Matrix Builds for Multiple PHP Versions

name: Quality Matrix

on: [push, pull_request]

jobs:
  quality:
    runs-on: ubuntu-latest
    strategy:
      matrix:
        php-version: ['8.1', '8.2', '8.3', '8.4']

    steps:
      - uses: actions/checkout@v3

      - name: Setup PHP ${{ matrix.php-version }}
        uses: shivammathur/setup-php@v2
        with:
          php-version: ${{ matrix.php-version }}
          tools: composer

      - name: Install dependencies
        run: composer install --prefer-dist --no-progress

      - name: Run PHPStan
        run: vendor/bin/phpstan analyse src --level=8

      - name: Run Tests
        run: vendor/bin/phpunit

Section 12: Documentation & API Quality

Maintaining high-quality documentation is part of code quality.

PHPDoc Standards

Enforce proper PHPDoc comments.

# Install PHPDoc Checker
composer require --dev phpstan/phpstan-strict-rules

# PHPStan checks PHPDoc completeness
vendor/bin/phpstan analyse src --level=8

PHPDoc Example

<?php

declare(strict_types=1);

namespace App\Services;

/**
 * User service for managing user operations
 *
 * @package App\Services
 */
class UserService
{
    /**
     * Create a new user
     *
     * @param array{name: string, email: string, age: int} $data User data
     * @return User Created user instance
     * @throws \InvalidArgumentException If data is invalid
     * @throws \RuntimeException If user creation fails
     */
    public function createUser(array $data): User
    {
        // Implementation
    }

    /**
     * Find user by ID
     *
     * @param int $id User ID
     * @return User|null User instance or null if not found
     */
    public function findById(int $id): ?User
    {
        // Implementation
    }
}

API Documentation Tools

Generate API documentation from code.

# Install phpDocumentor
composer require --dev phpdocumentor/phpdocumentor

# Generate documentation
vendor/bin/phpdoc -d src -t docs/api

OpenAPI/Swagger Generation

# Install Swagger PHP
composer require --dev zircote/swagger-php

# Generate OpenAPI spec
vendor/bin/openapi src -o openapi.yaml

README Quality Checks

#!/bin/bash
# Check README completeness

README="README.md"

if [ ! -f "$README" ]; then
    echo "❌ README.md not found"
    exit 1
fi

# Check for required sections
REQUIRED_SECTIONS=("Installation" "Usage" "Requirements" "License")

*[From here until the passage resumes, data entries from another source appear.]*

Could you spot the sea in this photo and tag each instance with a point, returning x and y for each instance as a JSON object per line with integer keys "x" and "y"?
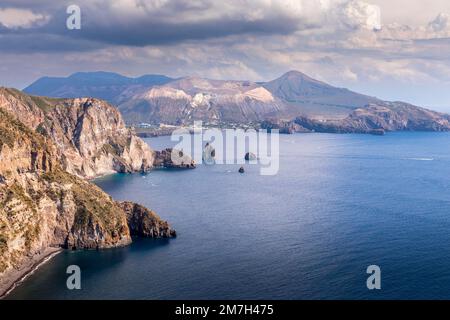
{"x": 338, "y": 204}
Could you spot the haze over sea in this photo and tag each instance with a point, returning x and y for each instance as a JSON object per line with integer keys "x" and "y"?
{"x": 338, "y": 204}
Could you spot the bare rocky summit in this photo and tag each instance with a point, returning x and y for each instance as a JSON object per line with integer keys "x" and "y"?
{"x": 291, "y": 103}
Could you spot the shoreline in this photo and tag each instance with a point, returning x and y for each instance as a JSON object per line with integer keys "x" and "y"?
{"x": 14, "y": 278}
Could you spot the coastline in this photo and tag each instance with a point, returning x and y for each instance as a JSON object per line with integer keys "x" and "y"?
{"x": 13, "y": 278}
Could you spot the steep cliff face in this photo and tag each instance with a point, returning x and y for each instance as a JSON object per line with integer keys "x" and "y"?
{"x": 145, "y": 223}
{"x": 90, "y": 136}
{"x": 43, "y": 205}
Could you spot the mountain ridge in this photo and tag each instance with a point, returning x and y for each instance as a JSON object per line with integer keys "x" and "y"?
{"x": 276, "y": 103}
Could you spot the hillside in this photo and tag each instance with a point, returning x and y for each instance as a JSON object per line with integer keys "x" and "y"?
{"x": 286, "y": 103}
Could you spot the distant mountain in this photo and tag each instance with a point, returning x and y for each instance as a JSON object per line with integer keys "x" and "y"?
{"x": 293, "y": 102}
{"x": 102, "y": 85}
{"x": 213, "y": 101}
{"x": 314, "y": 98}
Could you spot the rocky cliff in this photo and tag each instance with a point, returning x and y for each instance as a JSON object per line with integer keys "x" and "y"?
{"x": 381, "y": 117}
{"x": 44, "y": 202}
{"x": 90, "y": 135}
{"x": 274, "y": 104}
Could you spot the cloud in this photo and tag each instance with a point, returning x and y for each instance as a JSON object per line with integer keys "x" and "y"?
{"x": 345, "y": 42}
{"x": 13, "y": 18}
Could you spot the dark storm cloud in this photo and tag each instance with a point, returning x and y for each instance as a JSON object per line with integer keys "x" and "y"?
{"x": 139, "y": 23}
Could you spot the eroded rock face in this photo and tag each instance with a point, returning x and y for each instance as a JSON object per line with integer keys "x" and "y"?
{"x": 172, "y": 158}
{"x": 145, "y": 223}
{"x": 378, "y": 118}
{"x": 43, "y": 205}
{"x": 90, "y": 135}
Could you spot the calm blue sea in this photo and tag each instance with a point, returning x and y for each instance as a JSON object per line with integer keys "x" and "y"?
{"x": 338, "y": 204}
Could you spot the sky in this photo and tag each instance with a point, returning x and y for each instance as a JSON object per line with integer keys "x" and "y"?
{"x": 392, "y": 49}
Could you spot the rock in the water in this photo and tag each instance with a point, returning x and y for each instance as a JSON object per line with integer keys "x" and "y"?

for section in "${REQUIRED_SECTIONS[@]}"; do
    if ! grep -q "$section" "$README"; then
        echo "⚠️ README missing section: $section"
    fi
done

echo "✅ README check completed"

Section 13: Dependency Management Quality

Ensure your dependencies are well-managed and secure.

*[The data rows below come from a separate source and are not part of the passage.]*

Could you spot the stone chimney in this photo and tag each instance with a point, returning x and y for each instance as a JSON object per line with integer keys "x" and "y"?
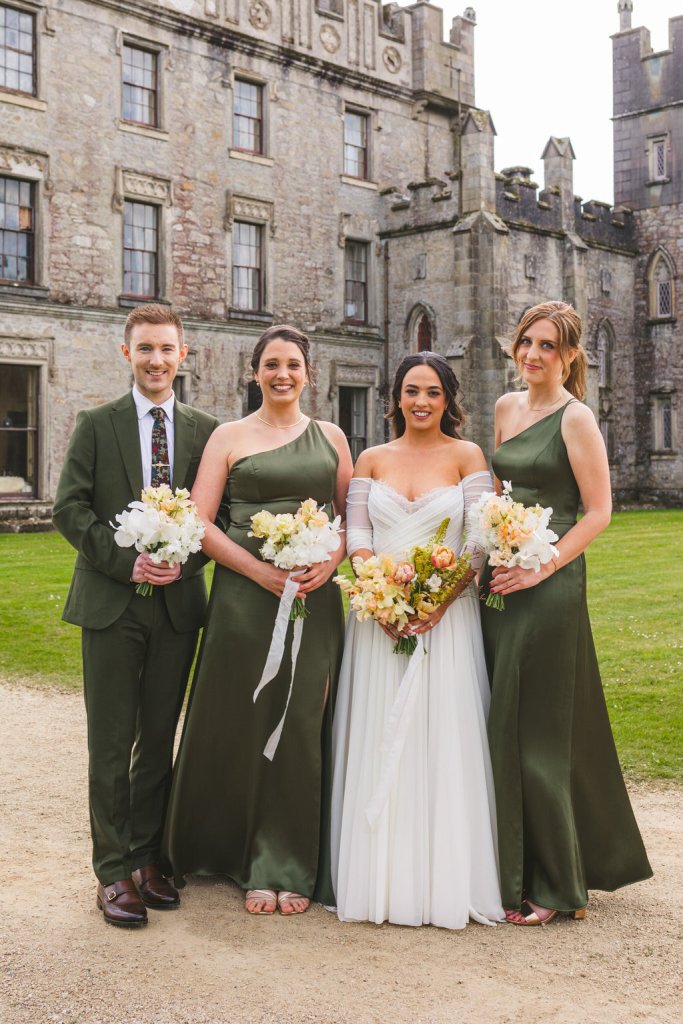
{"x": 625, "y": 11}
{"x": 478, "y": 184}
{"x": 557, "y": 159}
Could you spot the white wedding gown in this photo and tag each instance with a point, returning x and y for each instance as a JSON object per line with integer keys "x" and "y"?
{"x": 430, "y": 857}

Composer Unused Dependencies

Find unused Composer packages.

# Install Composer Unused
composer require --dev icanhazstring/composer-unused

# Check for unused dependencies
vendor/bin/composer-unused

Composer Normalize

Standardize composer.json format.

# Install Composer Normalize
composer require --dev ergebnis/composer-normalize

# Normalize composer.json
vendor/bin/composer-normalize

# Check without modifying
vendor/bin/composer-normalize --dry-run

License Compatibility Checker

# Install License Checker
composer require --dev composer/composer

# Check licenses
composer licenses

Dependency Update Checker

# Install Composer Outdated
composer require --dev composer/composer

# Check for outdated packages
composer outdated

# Show security advisories
composer audit

Composer Scripts for Quality

{
    "scripts": {
        "quality": [
            "@phpstan",
            "@phpcs",
            "@security-check",
            "@unused-check"
        ],
        "phpstan": "phpstan analyse src --level=8",
        "phpcs": "phpcs src --standard=PSR12",
        "security-check": "security-checker security:check",
        "unused-check": "composer-unused",
        "normalize": "composer-normalize",
        "audit": "composer audit"
    }
}

Section 14: Advanced Configuration

Optimize and customize your quality toolchain.

Baseline Files

Manage existing technical debt with baselines.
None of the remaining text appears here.